How to make time for language

- Making Time For Language Study -

How many times have you decided to learn a language only to commit for a few days, a week or maybe a whole month before you fell of the motivation bandwagon?
Your language resources piled up in a corner working there way further and further down the priority list until you completely forget about it all together. Today I wanted to talk about making time for study how to plan your study so that it becomes a part of your daily routine and keeping motivated when it comes to the long haul.

- Finding time -

First off I want you to set up right by working out how much time is realistic for you to commit to your studies and go from there. I know it's exciting in the beginning but start little and go from there. The more progress you make the more motivation you will have, and you will find yourself naturally prioritising your studies and increasing the time you invest into them as you go.


- Creating realistic goals -

It's hard not to get ahead of yourself and want to study as much as possible, that's fine and good in the beginning. Everything is new and exciting and your brain just wants to soak it all up. The problem is when you set yourself up to maintain this level of study and then when it's not met you feel like you've failed, this my friends is not fine and certainly not good in the beginning. It will make you feel like you want to quit and that it was a waste of time to start with.

Make goals that are realistic and can easily be achieved especially in the beginning. something like 10 new words a week, or if you prefer something more time based 15-20 minutes everyday. These are easy met goals and help to make you feel not overwhelmed by masses of content.  Anything achieved above these goals is a bonus but you can always meet your baseline goals which makes them achievable and indirectly effects your motivation.


- Linking with daily habits -

Another good way to incorporate language learning into your daily routine is work out what is already in your daily routine and link your study/practice to activities that already exist.
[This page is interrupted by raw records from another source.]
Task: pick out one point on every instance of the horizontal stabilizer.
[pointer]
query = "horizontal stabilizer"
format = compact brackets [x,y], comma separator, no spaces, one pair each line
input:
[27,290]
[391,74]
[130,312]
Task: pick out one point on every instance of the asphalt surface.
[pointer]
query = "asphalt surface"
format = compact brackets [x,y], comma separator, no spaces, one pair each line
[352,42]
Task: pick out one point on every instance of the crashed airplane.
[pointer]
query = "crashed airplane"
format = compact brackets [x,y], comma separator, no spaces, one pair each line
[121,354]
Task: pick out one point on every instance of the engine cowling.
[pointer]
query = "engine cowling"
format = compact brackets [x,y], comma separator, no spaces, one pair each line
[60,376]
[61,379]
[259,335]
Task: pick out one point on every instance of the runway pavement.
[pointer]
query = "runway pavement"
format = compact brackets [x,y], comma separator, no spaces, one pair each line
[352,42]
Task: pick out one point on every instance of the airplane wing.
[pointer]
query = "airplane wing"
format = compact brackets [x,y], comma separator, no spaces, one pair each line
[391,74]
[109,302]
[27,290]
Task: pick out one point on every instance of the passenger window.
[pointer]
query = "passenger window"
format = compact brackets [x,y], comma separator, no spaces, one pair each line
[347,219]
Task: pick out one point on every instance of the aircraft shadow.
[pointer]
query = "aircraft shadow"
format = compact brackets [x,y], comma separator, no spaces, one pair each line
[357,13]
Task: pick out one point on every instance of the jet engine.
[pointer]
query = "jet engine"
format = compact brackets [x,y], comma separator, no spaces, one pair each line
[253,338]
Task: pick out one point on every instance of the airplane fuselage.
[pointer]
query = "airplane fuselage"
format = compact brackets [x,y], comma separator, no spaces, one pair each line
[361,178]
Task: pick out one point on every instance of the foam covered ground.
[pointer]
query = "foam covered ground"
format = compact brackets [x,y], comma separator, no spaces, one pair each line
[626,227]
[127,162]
Shower everyday? perfect! Practice your conversational skills while you wash your hair. Having a morning coffee? why not flick through your flashcards while you sip that glorious black life juice.
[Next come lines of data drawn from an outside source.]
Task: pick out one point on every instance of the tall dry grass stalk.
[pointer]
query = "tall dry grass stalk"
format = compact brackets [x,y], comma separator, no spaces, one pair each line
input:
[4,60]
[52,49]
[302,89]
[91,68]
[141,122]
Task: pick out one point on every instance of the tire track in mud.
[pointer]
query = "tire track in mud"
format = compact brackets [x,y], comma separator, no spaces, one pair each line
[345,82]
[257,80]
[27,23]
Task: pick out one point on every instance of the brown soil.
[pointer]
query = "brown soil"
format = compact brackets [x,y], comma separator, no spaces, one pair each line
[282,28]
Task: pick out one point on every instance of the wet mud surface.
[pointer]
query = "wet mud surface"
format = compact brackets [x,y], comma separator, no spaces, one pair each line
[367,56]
Finding activities that you habitually do everyday and linking language based activities helps to train your brain into exposing/incorporating language into your life.  Eventually this will turn into set aside daily time just for study but like I said earlier start small and go big.


- Being prepared -

Knowing what materials your going to use beforehand is a sure fire way to making the most of your time. It takes the guess work out of what you should do and helps your study period slot straight into your day and less likely to pushed back further and further down the list of tasks that never get done. The easiest way to do this is to use a study planner. I list my resources and the focus for that session so when it comes time to doing it I'm ready to go and less likely to procrastinate.
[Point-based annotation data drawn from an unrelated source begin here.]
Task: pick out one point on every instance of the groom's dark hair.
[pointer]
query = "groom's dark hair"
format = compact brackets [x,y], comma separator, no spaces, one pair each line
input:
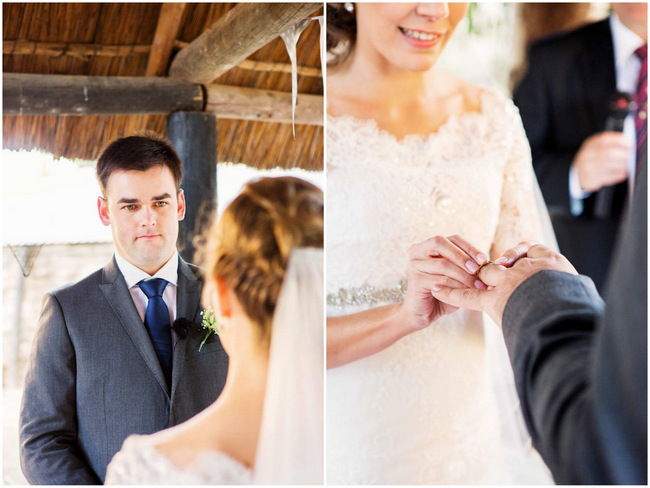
[138,153]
If your wanting a little help organising your time and you havent already, grab your copy of my study planner here.


- Don't be too hard on yourself -

Lastly like the heading says, don't be too hard on yourself. life happens, things pop up, and time can just get away from us.  This is NORMAL. I have heard a few times and I'll share it here but,

"you will always make time for things you want to".

This is true for many aspects of life; friends, family, assignments, hobbies, exercise, whatever it may be you choose to spend your time doing these things and if you truly want to learn another language you will make time for this too. 



Life will happen but the game is in the long run and with the tips above hopefully they keep you on track and motivated not just for those first few days, that first week or even that first month, but years down the line cause lets be honest this is really how long it takes to learn a language.